Review - The Great Wave at the National Theatre, Dorfman

Will Longman
Will Longman

It may be the most secretive country on the planet, but every detail we learn about North Korea blows you away. Francis Turnly's The Great Wave tells a tale of abduction, espionage and diplomacy between two neighbours in an utterly gripping, heart-breaking new play.

Inspired by a number of extraordinary true stories from the 1970s, Hanako, a 17-year-old Japanese schoolgirl, is snatched from her coastal hometown during a colossal storm. As her mother and sister try to piece together how she was taken, Hanako wakes up in a cell, bare but for a picture of Kim Il-Sung, the Great Leader of North Korea. Her duty, as it is put to her, is to learn Korean fluently, so she can then train a spy-in-waiting in everything there is to know about being Japanese.

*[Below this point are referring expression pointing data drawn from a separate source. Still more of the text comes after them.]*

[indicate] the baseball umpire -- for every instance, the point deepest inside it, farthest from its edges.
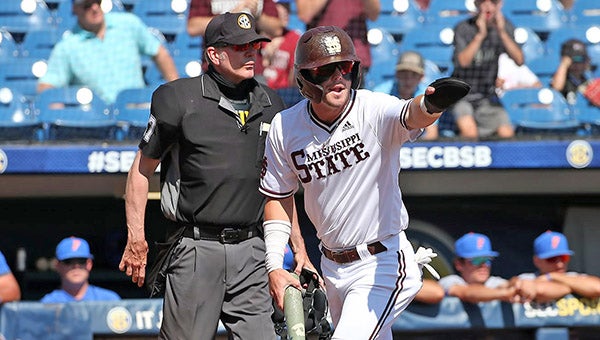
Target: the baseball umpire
(343, 146)
(208, 133)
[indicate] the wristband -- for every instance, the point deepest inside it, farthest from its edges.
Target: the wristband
(277, 234)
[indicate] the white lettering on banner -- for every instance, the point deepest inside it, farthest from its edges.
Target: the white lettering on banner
(422, 157)
(143, 319)
(111, 161)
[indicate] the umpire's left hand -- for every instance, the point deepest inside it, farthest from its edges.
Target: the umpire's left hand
(133, 262)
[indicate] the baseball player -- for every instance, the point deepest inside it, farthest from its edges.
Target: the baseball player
(343, 145)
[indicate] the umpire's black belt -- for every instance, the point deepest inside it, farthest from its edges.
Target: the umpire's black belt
(351, 255)
(226, 235)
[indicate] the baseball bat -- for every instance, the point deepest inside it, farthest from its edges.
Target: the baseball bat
(294, 312)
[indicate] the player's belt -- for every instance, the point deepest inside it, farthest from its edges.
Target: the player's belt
(351, 255)
(226, 235)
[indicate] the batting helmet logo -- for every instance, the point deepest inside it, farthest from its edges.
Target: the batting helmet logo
(244, 22)
(333, 45)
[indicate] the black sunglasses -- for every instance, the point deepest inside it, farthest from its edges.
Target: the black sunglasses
(87, 4)
(75, 261)
(320, 74)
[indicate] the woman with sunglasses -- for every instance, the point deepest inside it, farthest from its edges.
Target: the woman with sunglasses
(474, 283)
(343, 145)
(553, 279)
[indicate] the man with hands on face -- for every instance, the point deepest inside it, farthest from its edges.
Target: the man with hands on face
(478, 43)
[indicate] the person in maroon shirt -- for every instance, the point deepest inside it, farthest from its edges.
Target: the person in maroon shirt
(349, 15)
(278, 55)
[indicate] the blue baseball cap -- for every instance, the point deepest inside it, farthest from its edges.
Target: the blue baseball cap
(73, 247)
(474, 245)
(550, 244)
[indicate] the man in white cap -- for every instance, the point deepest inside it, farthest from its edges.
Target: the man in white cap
(74, 264)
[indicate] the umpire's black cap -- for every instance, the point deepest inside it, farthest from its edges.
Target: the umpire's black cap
(232, 29)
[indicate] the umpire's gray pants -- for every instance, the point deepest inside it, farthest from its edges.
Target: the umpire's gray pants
(208, 281)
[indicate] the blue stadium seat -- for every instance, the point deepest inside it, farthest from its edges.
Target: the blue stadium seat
(170, 17)
(74, 113)
(185, 45)
(531, 44)
(17, 121)
(449, 12)
(186, 67)
(587, 114)
(589, 34)
(20, 17)
(434, 43)
(541, 16)
(131, 110)
(398, 17)
(39, 44)
(384, 54)
(544, 67)
(540, 111)
(8, 46)
(22, 74)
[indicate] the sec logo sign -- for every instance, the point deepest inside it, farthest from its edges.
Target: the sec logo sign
(119, 320)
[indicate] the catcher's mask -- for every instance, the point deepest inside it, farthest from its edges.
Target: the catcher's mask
(321, 46)
(314, 303)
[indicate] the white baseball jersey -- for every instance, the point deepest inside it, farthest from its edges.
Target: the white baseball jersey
(349, 168)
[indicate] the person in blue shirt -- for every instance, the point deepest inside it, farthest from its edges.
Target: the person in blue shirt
(473, 283)
(74, 265)
(9, 288)
(105, 52)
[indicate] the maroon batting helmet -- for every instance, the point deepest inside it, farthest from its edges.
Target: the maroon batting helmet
(321, 46)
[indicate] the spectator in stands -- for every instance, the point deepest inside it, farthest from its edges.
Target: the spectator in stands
(423, 5)
(264, 11)
(408, 83)
(473, 262)
(350, 15)
(104, 52)
(553, 280)
(512, 76)
(567, 4)
(74, 264)
(478, 43)
(9, 288)
(571, 75)
(278, 55)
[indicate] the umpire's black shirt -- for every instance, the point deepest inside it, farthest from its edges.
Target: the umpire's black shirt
(210, 162)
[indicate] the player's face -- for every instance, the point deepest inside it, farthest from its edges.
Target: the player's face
(89, 14)
(475, 270)
(336, 80)
(556, 264)
(237, 62)
(488, 8)
(75, 271)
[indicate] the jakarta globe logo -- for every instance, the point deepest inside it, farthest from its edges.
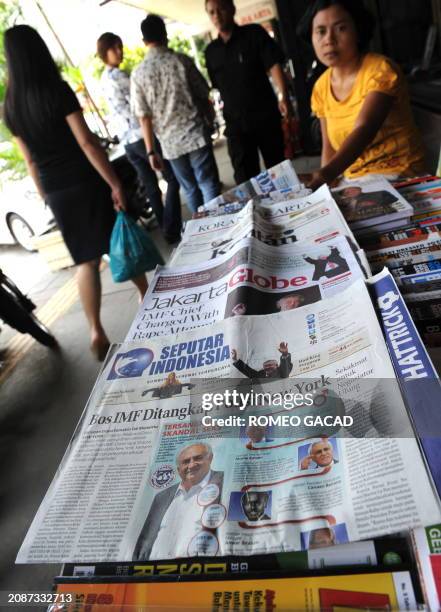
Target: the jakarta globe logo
(131, 364)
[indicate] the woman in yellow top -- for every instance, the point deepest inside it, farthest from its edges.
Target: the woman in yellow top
(361, 100)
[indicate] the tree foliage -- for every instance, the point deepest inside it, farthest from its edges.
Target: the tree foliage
(11, 160)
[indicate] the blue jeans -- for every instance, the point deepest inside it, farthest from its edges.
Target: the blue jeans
(168, 216)
(198, 176)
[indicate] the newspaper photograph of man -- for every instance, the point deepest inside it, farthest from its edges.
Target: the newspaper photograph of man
(251, 301)
(329, 266)
(358, 204)
(322, 537)
(320, 453)
(177, 509)
(271, 368)
(256, 436)
(250, 506)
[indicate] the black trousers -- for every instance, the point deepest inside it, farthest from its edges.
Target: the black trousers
(244, 146)
(169, 216)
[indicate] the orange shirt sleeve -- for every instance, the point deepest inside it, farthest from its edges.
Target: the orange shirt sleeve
(383, 77)
(317, 99)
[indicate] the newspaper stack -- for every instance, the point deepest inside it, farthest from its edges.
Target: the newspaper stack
(267, 304)
(412, 252)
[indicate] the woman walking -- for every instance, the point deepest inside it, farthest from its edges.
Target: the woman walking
(68, 165)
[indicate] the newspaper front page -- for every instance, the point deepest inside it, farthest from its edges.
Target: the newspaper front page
(278, 178)
(152, 473)
(206, 239)
(252, 278)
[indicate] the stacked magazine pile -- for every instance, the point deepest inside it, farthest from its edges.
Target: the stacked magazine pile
(259, 441)
(409, 247)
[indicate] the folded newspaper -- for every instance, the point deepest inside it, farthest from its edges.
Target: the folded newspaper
(278, 178)
(152, 472)
(252, 278)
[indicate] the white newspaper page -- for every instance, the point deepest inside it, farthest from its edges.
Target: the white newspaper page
(252, 278)
(206, 239)
(156, 471)
(278, 178)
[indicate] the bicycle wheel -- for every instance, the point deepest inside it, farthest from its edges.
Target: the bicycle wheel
(14, 314)
(40, 332)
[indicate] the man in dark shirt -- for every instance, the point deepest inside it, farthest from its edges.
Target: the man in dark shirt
(238, 63)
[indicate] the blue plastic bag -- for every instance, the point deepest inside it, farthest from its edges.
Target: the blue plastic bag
(132, 252)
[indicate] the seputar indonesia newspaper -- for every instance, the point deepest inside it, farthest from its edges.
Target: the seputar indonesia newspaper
(252, 278)
(152, 471)
(206, 239)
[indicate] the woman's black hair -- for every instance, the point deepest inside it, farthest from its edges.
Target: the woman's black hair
(106, 41)
(363, 19)
(153, 29)
(33, 86)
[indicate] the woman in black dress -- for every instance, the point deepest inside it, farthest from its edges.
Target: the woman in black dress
(69, 167)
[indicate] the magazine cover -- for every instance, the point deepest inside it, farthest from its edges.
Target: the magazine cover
(385, 591)
(427, 545)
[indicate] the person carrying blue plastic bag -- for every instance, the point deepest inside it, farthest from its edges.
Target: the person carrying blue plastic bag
(132, 252)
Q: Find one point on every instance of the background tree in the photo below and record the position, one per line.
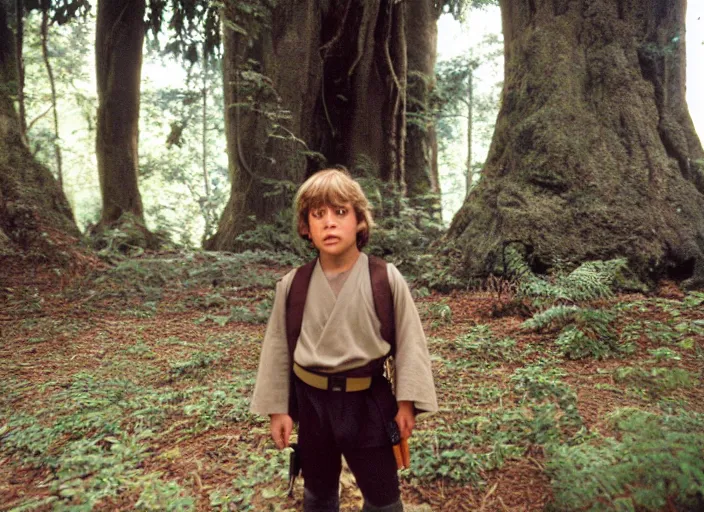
(118, 55)
(310, 83)
(421, 178)
(32, 206)
(594, 154)
(466, 104)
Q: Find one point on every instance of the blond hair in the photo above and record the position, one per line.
(333, 187)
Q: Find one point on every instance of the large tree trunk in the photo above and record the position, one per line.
(33, 209)
(287, 54)
(594, 153)
(421, 145)
(337, 70)
(118, 50)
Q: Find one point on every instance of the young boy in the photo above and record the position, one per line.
(340, 342)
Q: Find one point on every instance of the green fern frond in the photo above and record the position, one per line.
(556, 315)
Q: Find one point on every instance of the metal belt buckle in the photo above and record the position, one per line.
(337, 383)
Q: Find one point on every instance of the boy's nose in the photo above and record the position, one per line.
(329, 218)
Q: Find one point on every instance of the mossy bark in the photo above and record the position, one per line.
(422, 180)
(32, 206)
(118, 52)
(331, 90)
(594, 154)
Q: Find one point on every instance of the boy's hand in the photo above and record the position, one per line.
(281, 427)
(405, 418)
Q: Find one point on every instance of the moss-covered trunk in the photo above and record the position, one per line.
(422, 181)
(307, 85)
(118, 50)
(33, 209)
(594, 153)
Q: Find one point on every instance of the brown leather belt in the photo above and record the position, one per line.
(332, 382)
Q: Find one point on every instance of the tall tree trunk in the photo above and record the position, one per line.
(33, 209)
(470, 128)
(204, 142)
(330, 88)
(52, 84)
(19, 39)
(594, 153)
(421, 144)
(118, 50)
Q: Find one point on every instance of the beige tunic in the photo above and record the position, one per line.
(340, 332)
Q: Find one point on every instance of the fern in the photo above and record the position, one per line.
(653, 462)
(557, 315)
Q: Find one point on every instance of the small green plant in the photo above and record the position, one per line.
(158, 495)
(196, 365)
(439, 313)
(479, 343)
(655, 381)
(585, 332)
(141, 349)
(654, 463)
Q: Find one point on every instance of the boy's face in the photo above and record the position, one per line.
(333, 229)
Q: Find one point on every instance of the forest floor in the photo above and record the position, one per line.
(126, 387)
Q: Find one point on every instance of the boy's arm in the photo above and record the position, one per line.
(414, 378)
(273, 377)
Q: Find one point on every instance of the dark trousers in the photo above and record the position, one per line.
(332, 424)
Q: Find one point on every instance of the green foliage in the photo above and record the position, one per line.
(439, 313)
(590, 281)
(158, 495)
(269, 470)
(655, 381)
(653, 462)
(278, 237)
(224, 405)
(198, 363)
(480, 344)
(584, 332)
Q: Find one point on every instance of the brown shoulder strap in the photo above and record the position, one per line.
(381, 290)
(295, 302)
(383, 300)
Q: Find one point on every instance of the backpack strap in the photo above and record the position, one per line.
(295, 303)
(383, 300)
(381, 291)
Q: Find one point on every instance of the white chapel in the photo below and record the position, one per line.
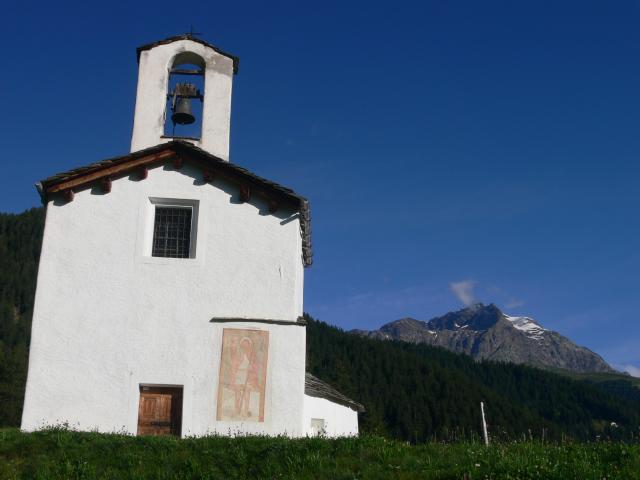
(170, 288)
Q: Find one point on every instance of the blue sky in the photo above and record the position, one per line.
(492, 145)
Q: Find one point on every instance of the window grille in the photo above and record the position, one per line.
(172, 232)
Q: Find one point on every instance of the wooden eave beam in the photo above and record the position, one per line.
(114, 170)
(274, 199)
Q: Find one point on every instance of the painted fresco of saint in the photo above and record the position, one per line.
(242, 375)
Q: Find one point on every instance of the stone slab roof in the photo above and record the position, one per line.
(82, 177)
(314, 387)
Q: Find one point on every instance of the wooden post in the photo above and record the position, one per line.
(68, 195)
(484, 425)
(245, 193)
(105, 184)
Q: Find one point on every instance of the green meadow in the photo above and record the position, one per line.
(63, 454)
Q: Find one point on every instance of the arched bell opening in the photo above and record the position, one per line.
(185, 96)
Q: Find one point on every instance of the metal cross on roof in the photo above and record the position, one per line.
(192, 33)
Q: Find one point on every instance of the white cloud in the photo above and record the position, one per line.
(514, 303)
(463, 290)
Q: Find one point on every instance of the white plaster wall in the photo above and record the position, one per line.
(151, 97)
(108, 318)
(339, 421)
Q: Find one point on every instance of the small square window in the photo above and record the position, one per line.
(172, 229)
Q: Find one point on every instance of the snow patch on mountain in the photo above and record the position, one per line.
(527, 325)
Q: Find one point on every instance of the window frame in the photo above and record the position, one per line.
(149, 223)
(189, 234)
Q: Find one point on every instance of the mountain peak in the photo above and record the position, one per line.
(485, 332)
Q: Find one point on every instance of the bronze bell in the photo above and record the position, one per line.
(182, 112)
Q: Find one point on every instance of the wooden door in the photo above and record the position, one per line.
(160, 411)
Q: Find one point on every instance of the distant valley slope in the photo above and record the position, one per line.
(486, 333)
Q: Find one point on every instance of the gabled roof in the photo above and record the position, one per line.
(103, 172)
(314, 387)
(188, 36)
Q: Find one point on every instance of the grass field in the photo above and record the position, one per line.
(62, 454)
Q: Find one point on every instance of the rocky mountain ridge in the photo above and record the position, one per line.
(486, 333)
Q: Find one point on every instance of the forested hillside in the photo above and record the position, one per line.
(417, 392)
(411, 392)
(20, 240)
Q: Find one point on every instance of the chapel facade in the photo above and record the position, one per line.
(170, 287)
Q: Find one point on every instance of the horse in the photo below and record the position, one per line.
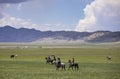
(12, 56)
(108, 57)
(48, 60)
(61, 65)
(71, 65)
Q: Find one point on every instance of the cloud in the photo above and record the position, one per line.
(100, 15)
(17, 22)
(12, 1)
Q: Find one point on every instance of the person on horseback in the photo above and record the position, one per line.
(54, 58)
(59, 62)
(49, 59)
(73, 61)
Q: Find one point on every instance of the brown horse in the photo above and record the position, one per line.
(73, 65)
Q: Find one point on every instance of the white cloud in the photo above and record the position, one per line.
(17, 22)
(100, 15)
(21, 23)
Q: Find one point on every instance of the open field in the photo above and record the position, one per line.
(30, 63)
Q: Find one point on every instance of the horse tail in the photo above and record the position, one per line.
(77, 66)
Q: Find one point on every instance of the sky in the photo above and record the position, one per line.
(57, 15)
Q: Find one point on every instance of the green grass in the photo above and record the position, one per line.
(30, 63)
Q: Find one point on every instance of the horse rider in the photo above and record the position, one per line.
(59, 61)
(49, 58)
(54, 58)
(73, 61)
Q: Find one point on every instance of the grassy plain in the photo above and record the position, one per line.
(30, 63)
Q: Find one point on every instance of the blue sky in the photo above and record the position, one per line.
(71, 15)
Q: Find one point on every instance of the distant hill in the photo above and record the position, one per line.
(10, 34)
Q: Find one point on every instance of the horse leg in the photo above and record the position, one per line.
(64, 67)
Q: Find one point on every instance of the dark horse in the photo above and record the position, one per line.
(108, 57)
(61, 65)
(12, 56)
(49, 60)
(73, 65)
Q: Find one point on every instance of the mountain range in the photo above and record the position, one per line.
(10, 34)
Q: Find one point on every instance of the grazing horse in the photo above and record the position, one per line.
(61, 65)
(71, 65)
(48, 60)
(108, 57)
(12, 56)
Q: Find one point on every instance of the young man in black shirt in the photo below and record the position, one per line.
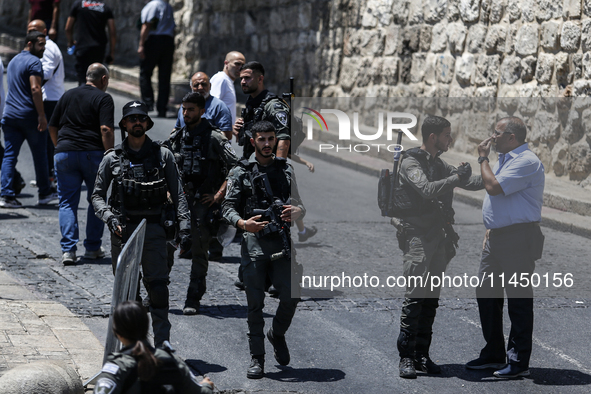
(81, 129)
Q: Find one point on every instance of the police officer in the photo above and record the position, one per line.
(261, 105)
(143, 173)
(139, 368)
(204, 156)
(424, 203)
(265, 182)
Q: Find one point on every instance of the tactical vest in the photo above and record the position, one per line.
(406, 201)
(256, 198)
(144, 186)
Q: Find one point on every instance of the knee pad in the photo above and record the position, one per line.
(158, 292)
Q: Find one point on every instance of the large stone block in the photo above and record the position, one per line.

Director Indhu Rubasingham approached the National about staging the play here, as the scale of the play demanded a production larger than the Tricycle Theatre - where she is artistic director - would be able to mount. Tom Piper's lo-fi blocky design features a room that spins and slides across the stage as we skip through the episodes of Hanako's story: her embedding into the secretive state, her arranged marriage to a Korean man and the birth of their child, the realisation that she'll never return home. Back at home, over the course of the two and a half decades, sister Etsuko and school friend Tetsuo, an aspiring journalist, pinpoint a pattern of other Japanese disappearing, with abduction to Korea the only explanation.

As we know very little of what happens in the country, it can be difficult to digest those who disappear or die in gulags as anything but a statistic. What The Great Wave does is zoom in, and explore the humanity behind one off these cases (there were at least 13 abductions North Korea admitted to). We see the sisters grow old into their 40s, their mother become a fragile woman, and Tetsuo fulfil his ambition and become the reporter who eventually brings attention and change to the situation.

The cast, who speak with English accents throughout, are excellent, especially in the moments of heightened, over-exuberant emotion that is characteristic of these cultures. Kirsty Rider puts in a moving central performance as Hanako. From rebellious teen to anguished mother, she covers the spectrum and is certainly one to watch. Kwong Loke and Tuyen Do are also very convincing as menacing members of the NK military.


The Great Wave is in the Dorfman at the National Theatre until 14th April.